The possible significant role of these SNPs in the phenotype expression of the disease, especially in MS severity, has not been clarified yet. Many baseline features, including the age of onset, MSSS, and EDSS, need to be considered. Thus, the second goal of the current study was to analyze the impact of these SNPs on the clinical outcomes of the disease. For the IL-18-137G/C (rs187238) SNP, the research results revealed that MS cases carrying the GC genotype and C allele exhibited a more significant increase in the mean values of the disease duration, EDSS, and as well as MSSS than those cases carrying both the GG and CC genotypes and the G allele. MS cases carrying the CC genotype and C allele exhibited a significant increase in the mean values of the age of onset compared to those cases carrying GG and GC genotypes and the G allele. This pointed out that the heterozygous GC genotype and C allele are noticeably linked to the disability progression and the disease severity.
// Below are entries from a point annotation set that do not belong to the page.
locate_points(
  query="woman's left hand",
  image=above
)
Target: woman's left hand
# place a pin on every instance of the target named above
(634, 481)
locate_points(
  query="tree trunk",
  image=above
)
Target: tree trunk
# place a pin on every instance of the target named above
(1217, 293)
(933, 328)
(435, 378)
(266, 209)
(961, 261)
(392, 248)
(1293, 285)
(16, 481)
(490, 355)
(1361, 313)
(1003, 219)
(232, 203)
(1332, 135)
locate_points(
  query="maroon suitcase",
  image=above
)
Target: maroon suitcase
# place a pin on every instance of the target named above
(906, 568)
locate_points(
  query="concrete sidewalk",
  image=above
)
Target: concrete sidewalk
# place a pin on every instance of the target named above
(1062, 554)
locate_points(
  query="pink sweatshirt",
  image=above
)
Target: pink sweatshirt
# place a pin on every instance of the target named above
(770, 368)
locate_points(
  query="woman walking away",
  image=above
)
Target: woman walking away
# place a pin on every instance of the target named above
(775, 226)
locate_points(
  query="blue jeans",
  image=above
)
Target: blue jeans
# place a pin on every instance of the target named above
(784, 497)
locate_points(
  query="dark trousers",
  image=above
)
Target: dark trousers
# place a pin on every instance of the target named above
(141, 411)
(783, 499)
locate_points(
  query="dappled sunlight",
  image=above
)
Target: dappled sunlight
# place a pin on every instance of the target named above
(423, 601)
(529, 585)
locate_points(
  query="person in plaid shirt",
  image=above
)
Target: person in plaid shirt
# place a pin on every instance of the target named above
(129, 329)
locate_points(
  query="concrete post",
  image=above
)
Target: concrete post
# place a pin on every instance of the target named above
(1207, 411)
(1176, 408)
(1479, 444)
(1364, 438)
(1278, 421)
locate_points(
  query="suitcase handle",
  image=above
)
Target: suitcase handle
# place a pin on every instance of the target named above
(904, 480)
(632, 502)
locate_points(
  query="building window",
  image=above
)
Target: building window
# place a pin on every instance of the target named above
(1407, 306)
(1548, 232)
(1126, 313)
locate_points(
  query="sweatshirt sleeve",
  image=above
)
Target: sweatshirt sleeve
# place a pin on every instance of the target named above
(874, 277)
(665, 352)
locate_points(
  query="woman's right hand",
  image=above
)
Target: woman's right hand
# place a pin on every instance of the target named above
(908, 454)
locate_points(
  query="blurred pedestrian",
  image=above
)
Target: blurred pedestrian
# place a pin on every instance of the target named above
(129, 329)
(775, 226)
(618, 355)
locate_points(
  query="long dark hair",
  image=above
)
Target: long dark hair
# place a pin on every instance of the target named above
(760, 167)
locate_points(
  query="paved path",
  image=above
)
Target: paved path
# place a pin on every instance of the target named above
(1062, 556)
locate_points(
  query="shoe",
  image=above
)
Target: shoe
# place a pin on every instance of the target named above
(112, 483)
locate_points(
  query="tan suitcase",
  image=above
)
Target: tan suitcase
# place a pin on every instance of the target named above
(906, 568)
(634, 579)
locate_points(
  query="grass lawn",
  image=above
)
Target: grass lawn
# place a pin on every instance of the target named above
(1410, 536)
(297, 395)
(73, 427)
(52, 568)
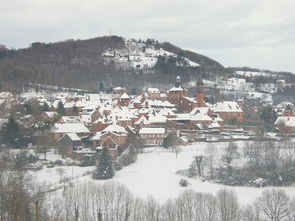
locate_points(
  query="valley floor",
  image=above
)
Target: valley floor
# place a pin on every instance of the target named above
(154, 174)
Furthermore, multiple regression analysis exhibited that the IL-18-137G/C (rs187238) SNP was a predictor of disease disability according to EDSS values, which strengthened the aforementioned outcomes. Whereas, in the case of IL-21-1472G/T (rs2055979), considering the severity of the disease, no significant association was observed between this SNP and EDSS and MSSS, and multiple regression analysis supported these results. Contrary to the recent results, Gharibi et al. (2015) revealed no significant association between the age of onset of MS and this SNP; nevertheless, in agreement with the present results, they did not observe any significant association between other clinical parameters like EDSS and the duration of disease and the IL-21-1472G/T (rs2055979) SNP in the Iranian population. However, Gharibi et al. (2019) observed a positive correlation between EDSS scores and IL-21 mRNA levels.
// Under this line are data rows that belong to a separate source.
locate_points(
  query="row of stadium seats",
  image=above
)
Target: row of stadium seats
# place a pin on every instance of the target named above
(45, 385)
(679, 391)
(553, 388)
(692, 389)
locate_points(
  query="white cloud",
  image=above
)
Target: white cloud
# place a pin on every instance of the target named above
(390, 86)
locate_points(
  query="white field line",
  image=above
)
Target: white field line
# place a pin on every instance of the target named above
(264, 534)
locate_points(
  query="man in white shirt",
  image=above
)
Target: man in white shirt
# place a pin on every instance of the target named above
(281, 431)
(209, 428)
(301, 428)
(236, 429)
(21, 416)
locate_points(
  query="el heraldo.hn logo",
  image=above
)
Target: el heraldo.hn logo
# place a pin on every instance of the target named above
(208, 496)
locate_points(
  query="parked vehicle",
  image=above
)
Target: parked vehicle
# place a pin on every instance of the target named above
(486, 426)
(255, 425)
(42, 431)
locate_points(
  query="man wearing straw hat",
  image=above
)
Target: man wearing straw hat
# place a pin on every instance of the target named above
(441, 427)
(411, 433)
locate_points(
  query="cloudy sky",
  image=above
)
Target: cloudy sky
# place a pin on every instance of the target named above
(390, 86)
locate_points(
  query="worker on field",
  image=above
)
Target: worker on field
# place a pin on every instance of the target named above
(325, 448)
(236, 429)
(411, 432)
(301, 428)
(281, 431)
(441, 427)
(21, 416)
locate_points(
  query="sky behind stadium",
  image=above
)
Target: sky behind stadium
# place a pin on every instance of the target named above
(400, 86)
In conclusion, this is the first literature in Egypt examining the IL-18-137G/C (rs187238) and the IL-21-1472G/T (rs2055979) SNPs and MS susceptibility and possible interactions of these SNPs with clinical profiles of MS patients. This study suggests that the IL-18 -137GC genotype and C allele might be a risk factor for MS susceptibility, disability progression, and as well as disease severity. On the contrary, the TT genotype T allele of the IL-21 1472G/T SNP could be linked to decreased risk of progressive MS in the Egyptian population. Although the importance of these SNPs in MS was analyzed, this study has some limitations. First, the associations might be initiated by synergistic interactions with other SNPs in the same genes or other candidate genes. Second, these findings must be established in other populations with a larger sample size. Finally, the IL18 and IL-21 genes' possible active mechanisms must be clarified more.